NEW YORK (Reuters) - Sears Holdings Corp's sales are slipping faster and faster.
The troubled retailer on Thursday reported declines in comparable-store sales at its Kmart and U.S. namesake chain for the crucial holiday season that were even sharper than for the third quarter.
At its U.S. Sears stores, sales at stores open at least one year, an industry benchmark known as comparable sales, were down 9.2 percent in the nine weeks that ended January 6 and down 5.7 percent at Kmart.
Data firm ShopperTrak said this week that U.S. retail sales had risen 2.7 percent industrywide during the holidays.
Sears shares were down 13.3 percent at $36.90 in after-hours trading.

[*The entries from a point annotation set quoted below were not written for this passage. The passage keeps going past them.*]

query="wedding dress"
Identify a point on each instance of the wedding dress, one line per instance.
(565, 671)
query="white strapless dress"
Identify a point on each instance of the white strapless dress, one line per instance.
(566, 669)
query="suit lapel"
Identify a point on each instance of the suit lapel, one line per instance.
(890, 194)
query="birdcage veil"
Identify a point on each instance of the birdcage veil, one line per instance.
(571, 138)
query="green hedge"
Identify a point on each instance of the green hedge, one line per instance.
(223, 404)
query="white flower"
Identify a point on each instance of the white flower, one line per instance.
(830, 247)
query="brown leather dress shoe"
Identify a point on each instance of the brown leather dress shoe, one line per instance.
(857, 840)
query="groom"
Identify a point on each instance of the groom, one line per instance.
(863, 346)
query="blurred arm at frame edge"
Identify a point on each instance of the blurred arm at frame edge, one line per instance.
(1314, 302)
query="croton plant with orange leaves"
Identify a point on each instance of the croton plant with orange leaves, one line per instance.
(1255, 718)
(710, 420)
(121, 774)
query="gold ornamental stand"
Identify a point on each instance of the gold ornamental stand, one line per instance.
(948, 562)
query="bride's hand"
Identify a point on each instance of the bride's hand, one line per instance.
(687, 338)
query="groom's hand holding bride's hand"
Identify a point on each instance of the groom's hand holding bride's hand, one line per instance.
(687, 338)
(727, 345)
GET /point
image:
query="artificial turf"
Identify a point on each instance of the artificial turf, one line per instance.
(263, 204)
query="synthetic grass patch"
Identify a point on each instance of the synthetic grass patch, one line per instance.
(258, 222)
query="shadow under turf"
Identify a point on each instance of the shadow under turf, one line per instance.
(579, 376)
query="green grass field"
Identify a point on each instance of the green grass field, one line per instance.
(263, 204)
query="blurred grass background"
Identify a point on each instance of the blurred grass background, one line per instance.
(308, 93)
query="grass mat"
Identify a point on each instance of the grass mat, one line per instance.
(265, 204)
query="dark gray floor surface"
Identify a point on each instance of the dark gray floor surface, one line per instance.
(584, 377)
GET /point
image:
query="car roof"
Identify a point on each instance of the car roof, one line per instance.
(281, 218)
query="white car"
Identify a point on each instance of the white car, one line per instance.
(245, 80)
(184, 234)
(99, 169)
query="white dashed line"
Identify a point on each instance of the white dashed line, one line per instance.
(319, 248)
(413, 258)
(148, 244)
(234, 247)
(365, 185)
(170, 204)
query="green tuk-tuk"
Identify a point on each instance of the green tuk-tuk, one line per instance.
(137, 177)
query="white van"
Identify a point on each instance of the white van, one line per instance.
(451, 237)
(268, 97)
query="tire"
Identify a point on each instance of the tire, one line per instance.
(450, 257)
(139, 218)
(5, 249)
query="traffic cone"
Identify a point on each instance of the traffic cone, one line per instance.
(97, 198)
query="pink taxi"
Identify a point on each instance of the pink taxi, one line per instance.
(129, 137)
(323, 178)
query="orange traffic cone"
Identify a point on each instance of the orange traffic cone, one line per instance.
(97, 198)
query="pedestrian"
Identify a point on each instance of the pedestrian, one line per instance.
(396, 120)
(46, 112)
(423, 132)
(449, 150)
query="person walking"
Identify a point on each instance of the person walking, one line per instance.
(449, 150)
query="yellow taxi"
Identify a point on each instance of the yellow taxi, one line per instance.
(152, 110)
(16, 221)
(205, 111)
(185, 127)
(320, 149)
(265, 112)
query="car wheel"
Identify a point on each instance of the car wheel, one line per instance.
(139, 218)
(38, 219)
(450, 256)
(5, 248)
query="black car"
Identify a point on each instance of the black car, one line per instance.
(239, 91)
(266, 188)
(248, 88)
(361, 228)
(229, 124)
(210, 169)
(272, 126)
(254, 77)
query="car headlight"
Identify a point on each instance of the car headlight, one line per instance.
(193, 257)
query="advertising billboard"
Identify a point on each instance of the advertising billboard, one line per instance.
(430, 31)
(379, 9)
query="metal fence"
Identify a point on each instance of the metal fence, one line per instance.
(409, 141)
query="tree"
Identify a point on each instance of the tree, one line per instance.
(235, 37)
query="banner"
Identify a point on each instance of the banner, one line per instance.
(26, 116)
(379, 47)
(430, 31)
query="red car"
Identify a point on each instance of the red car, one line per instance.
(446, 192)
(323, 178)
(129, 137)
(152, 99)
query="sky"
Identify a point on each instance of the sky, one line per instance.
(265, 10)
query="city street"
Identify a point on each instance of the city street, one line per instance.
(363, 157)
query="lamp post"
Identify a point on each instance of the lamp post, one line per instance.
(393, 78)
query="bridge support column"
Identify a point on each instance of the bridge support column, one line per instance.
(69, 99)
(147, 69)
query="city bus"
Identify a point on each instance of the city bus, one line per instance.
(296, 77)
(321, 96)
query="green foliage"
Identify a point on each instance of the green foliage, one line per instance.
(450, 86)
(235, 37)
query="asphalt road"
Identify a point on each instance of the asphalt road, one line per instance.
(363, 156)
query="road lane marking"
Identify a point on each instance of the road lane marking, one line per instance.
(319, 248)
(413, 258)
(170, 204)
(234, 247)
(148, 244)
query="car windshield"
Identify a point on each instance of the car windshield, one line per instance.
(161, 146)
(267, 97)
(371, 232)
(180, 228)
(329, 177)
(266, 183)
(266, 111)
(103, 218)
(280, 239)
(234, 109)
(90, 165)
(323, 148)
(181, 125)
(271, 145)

Sales at the company have been falling since 2005, when hedge fund manager Edward Lampert merged the two U.S. chains in an $11 billion deal.
"The results that we posted are not nearly what we want them to be," Lampert, Sears Holdings' chief executive and top shareholder, wrote in a blog post.
Retailers faced the most promotional holiday season since the recession, trying to outdo one another with deep discounts to lure shoppers. As a result, a number of retailers slashed their profit forecasts on Thursday.
Sears said it expects to post a loss of between $11.85 and $12.88 per share for the fiscal year ending February 1. That includes a loss of $2.35 to $3.39 per share for the holiday quarter.